Americanos, europeos, israelíes, árabes, incluso la
propia Autoridad Palestina, todos querrían verlos desaparecer en el aire. Esta
negación universal, este acuerdo universal para obviar su existencia, es lo que
marca de negro, mucho más que la miseria o las apreturas, su presencia en el
mundo; es lo que pone esa sombra obscura detrás de sus cuerpos, lo que les hace
vivir en un medio ni sólido ni líquido, entre la piedra y el agua,
inaprehensible para las estadísticas, inabordable para las ONGs, sin más
protección que su cabezonería y sus soldaduras. El limbo es un puré. El miedo
es un puré. Los hombres sin tierra tienen miedo, los hombres sin tierra,
extraterrestres bajo la luna, transmiten miedo.

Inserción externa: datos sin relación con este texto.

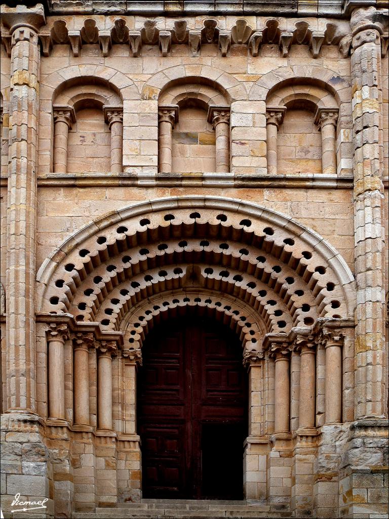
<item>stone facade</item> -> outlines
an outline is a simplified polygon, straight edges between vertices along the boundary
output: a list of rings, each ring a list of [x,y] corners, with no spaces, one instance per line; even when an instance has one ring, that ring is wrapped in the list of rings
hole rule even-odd
[[[190,307],[241,342],[256,516],[386,517],[387,2],[1,16],[5,516],[141,502],[143,342]]]

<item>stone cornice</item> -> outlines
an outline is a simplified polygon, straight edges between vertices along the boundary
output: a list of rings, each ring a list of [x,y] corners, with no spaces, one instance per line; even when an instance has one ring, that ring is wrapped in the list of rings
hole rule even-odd
[[[139,15],[142,16],[188,16],[195,15],[231,15],[237,16],[331,16],[340,18],[349,16],[349,3],[353,0],[320,0],[320,2],[307,3],[304,0],[277,0],[269,2],[266,0],[161,0],[149,2],[118,0],[115,2],[104,0],[87,0],[84,5],[79,2],[68,0],[46,0],[50,14],[56,15],[102,15],[107,12],[111,15]],[[370,4],[375,0],[372,0]],[[312,4],[313,4],[313,5]],[[109,11],[108,11],[109,8]]]
[[[8,177],[0,177],[0,186],[6,187]],[[387,177],[383,179],[385,189]],[[38,176],[38,187],[248,187],[294,189],[353,188],[352,175],[338,176],[321,173],[301,175],[239,175],[231,173],[161,173],[129,174],[126,173],[50,173]]]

Tierra, sí, es cualquier sitio
desde el que se ve el cielo. Pero tierra es también, sobre todo, cualquier
sitio al que se puede volver. No el sitio donde se duerme, se cocina y se
acaricia al hombre o la mujer amada; no, «tierra» es el sitio en el que no se
piensa, que no se echa de menos, el sitio que, como en el cuento de Chesterton,
se puede dejar atrás con desapego porque, en un planeta esférico, siempre
estará delante de nosotros. «Tierra» es el sitio al que se puede volver
porque de él hemos podido salir. La prisión, el campo de concentración, el
alcoholismo, la dependencia amorosa, no son «tierra», por mucho que se trate
también de una forma de vivir. La casa, el abrazo libre, el vaso de vino son «tierra»

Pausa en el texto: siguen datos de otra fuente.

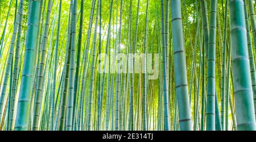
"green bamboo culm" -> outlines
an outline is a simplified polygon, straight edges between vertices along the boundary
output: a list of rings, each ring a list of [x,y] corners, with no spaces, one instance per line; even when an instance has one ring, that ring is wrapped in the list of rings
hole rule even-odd
[[[242,0],[230,0],[230,39],[237,129],[255,131],[253,93],[250,73]]]
[[[36,43],[39,22],[40,1],[30,1],[26,41],[25,55],[22,69],[15,130],[28,130],[35,66],[36,60]]]
[[[162,44],[163,47],[163,94],[164,94],[164,127],[165,130],[170,130],[170,112],[169,112],[169,99],[168,87],[166,62],[166,37],[164,30],[164,0],[161,0],[161,31],[162,31]]]
[[[180,1],[172,0],[171,6],[176,96],[177,97],[179,107],[180,129],[181,131],[184,131],[192,130],[192,122],[183,37],[181,6],[180,3]]]
[[[215,62],[217,0],[210,1],[210,17],[208,53],[207,130],[215,130]]]
[[[254,47],[254,52],[256,51],[256,21],[255,19],[254,7],[253,0],[248,0],[248,7],[249,10],[250,21],[251,22],[251,31],[253,32],[253,43]],[[253,79],[253,78],[252,78]],[[254,107],[256,106],[256,86],[253,87],[253,100]],[[255,117],[256,118],[256,109],[254,108]]]

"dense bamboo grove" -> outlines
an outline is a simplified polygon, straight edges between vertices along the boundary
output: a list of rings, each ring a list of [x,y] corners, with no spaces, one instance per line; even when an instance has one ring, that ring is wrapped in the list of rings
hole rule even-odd
[[[253,0],[0,0],[0,130],[256,130]]]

porque trabajamos, pensamos, nos cansamos fuera. Tierra es el sitio desde el que
se ve el cielo; tierra es el sitio que vemos desde el exterior de la cerca, con
la puerta abierta.
¿Tierra? El plan Dalet desde 1947, la brutal ofensiva
de la Haganah en 1948 contra unos ejércitos árabes mal armados, desunidos y
pendientes ya como siempre de otra cosa, abrieron la herida desde la que
Israel y EEUU, a poco que les dejemos, van a desgarrar el mundo. Abu Hicham,
secretario del Comité Popular del campo de Nahr El-Barid; Hassan Faris, que ve
inalcanzable Palestina, a 17 kilómetros, desde el campamento de Al-Rachidiya;
el viejo Al-Hussein, que llevó la luz eléctrica a Chatila, salieron de Jalil
(la Galilea hoy israelí) siendo adolescentes, perseguidos por los aviones
israelíes que los empujaban desde el aire hacia la frontera.
Como ellos, otros 110.000 palestinos (de los 800.000
expulsados hace ahora 54 años) abandonaron sus casas y sus tierras para
refugiarse en el Líbano convencidos de que en pocos meses volverían a su país.

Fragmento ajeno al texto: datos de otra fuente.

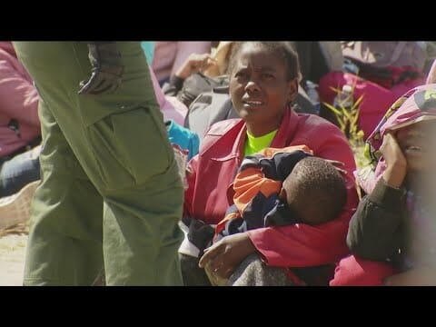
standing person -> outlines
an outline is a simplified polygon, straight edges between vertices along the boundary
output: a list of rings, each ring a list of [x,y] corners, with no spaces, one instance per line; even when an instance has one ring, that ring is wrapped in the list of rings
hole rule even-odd
[[[348,222],[357,205],[354,158],[336,126],[291,109],[298,94],[299,64],[288,45],[236,43],[230,72],[230,94],[241,119],[213,125],[199,155],[191,160],[183,222],[218,223],[233,198],[232,183],[243,157],[267,146],[306,144],[315,156],[343,163],[348,200],[336,219],[317,226],[271,226],[229,235],[212,245],[202,259],[202,267],[211,262],[219,277],[233,275],[233,284],[292,284],[285,270],[276,267],[332,263],[348,253]],[[193,262],[198,263],[198,258],[183,254],[181,259],[183,273],[193,271]]]
[[[25,285],[90,285],[103,266],[108,285],[180,285],[183,185],[140,43],[15,47],[44,144]]]

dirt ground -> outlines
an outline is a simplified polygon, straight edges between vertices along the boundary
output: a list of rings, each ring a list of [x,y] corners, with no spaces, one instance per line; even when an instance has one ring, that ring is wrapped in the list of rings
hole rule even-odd
[[[26,243],[25,233],[0,237],[0,286],[23,285]]]

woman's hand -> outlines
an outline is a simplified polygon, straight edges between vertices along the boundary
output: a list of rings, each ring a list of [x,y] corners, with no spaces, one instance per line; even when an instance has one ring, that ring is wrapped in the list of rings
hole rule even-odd
[[[380,152],[387,164],[383,173],[384,182],[391,187],[400,188],[406,177],[407,161],[392,134],[384,134]]]
[[[324,158],[322,158],[324,159]],[[332,160],[332,159],[324,159],[327,163],[332,164],[334,166],[334,168],[336,168],[336,170],[342,175],[346,175],[348,173],[348,172],[343,169],[343,167],[345,166],[345,164],[343,164],[342,162],[340,162],[340,161],[337,161],[337,160]]]
[[[175,73],[177,77],[186,79],[194,73],[203,72],[214,64],[215,59],[211,57],[209,54],[192,54],[183,63],[182,67]]]
[[[436,286],[434,269],[420,267],[387,277],[384,286]]]
[[[210,261],[212,272],[221,278],[229,278],[236,267],[256,248],[247,233],[229,235],[204,250],[200,259],[200,268]]]

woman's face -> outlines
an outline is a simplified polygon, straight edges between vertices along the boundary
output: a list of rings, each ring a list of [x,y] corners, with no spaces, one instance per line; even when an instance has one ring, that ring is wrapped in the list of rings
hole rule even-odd
[[[436,121],[424,121],[398,130],[396,139],[410,170],[426,173],[434,170],[436,158]]]
[[[286,104],[298,92],[297,78],[287,81],[288,67],[278,55],[255,44],[243,45],[230,77],[230,94],[239,116],[254,136],[276,130]]]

Ellos, y después sus hijos, y después sus nietos, esperando siempre el siempre
postergado retorno, vivieron primero en tiendas, después en chabolas, más
tarde en cajas de cerillas de hormigón; pinzados en el juego de los anillos, a
manos de unos o de otros, fueron masacrados y expulsados de Nabatiyeh, de
Tal-El-Zaatar, de Jisr-El-Basha; cuarteados, eviscerados y decapitados en Sabra
y Chatila en 1982; asediados por hambre y cañoneados entre 1988 y 1985;
bombardeados desde el aire en Qanah en 1996. Hoy son 400.000 y el Estado libanés
les prohíbe poseer una casa, abrir un negocio, invertir, comerciar, ejercer 72
profesiones, estudiar, sanar de sus enfermedades y salir del país; y los que se
atreven a pasear por Beirut lo hacen, como los judíos alemanes a finales de los
años treinta, disimulando su acento palestino y ocultando con angustia su
origen.
Santiago Alba Rico es profesor y escritor.